New York’s Metropolitan Museum of Art is currently hosting an exhibit titled “Surrealism Beyond Borders.” It looks at Surrealist artists from around the world and over a time span of some 70 years rather than focusing on the French artists that developed the movement and remain its best known proponents. And why should occultists care?
The intersections between art and magick were probably never more pronounced than in the succession of art movements that began with the Symbolists of Belle Epoque Paris eventually giving rise to Surrealism, a more systemized application of Dada-ist aesthetic principles. In the late 19th century, Josephine Peladan’s Rosicrucian Order sought to inspire transcendental consciousness via properly conceived and contrived works of art. By the mid-1950’s New York City was teeming with ex-patriots that EGC Bishop Harry Smith claimed all worked in magick and that it was “big business.”
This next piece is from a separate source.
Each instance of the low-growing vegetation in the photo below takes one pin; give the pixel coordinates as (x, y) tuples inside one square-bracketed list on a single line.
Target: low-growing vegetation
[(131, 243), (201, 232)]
At least some of this work forthrightly implores occultist technology, “automatism,” forms of which were employed by members of the Golden Dawn, like W.B. Yeats, and perhaps some of the Prophet of the Lovely Star’s scripture could be described as such. As per visual art created via this technique:
“Another classic Surrealist technique: automatism, or unchoreographed doodling, through which artists believed they could escape the fetters of conscious composition to reveal a truth beyond rationality. Along with works by Miró and Masson, this show features automatic artworks from Hungary, Peru, Japan, New Zealand — and this drawing from wartime Bucharest, where the artist Paul Paun joined a local Surrealist circle that had to exhibit in secret. (Paun and several other Romanian Surrealists were Jewish; they published in French.) In his 1943 ink drawing ‘The Cloud,’ a bowed human figure seems to sprout dendrites from his arms, amid rhizomatic tangles that feel as confining as rope netting.”
I will note that a significant number of Cameron’s drawings bear a striking resemblance to Paun’s work.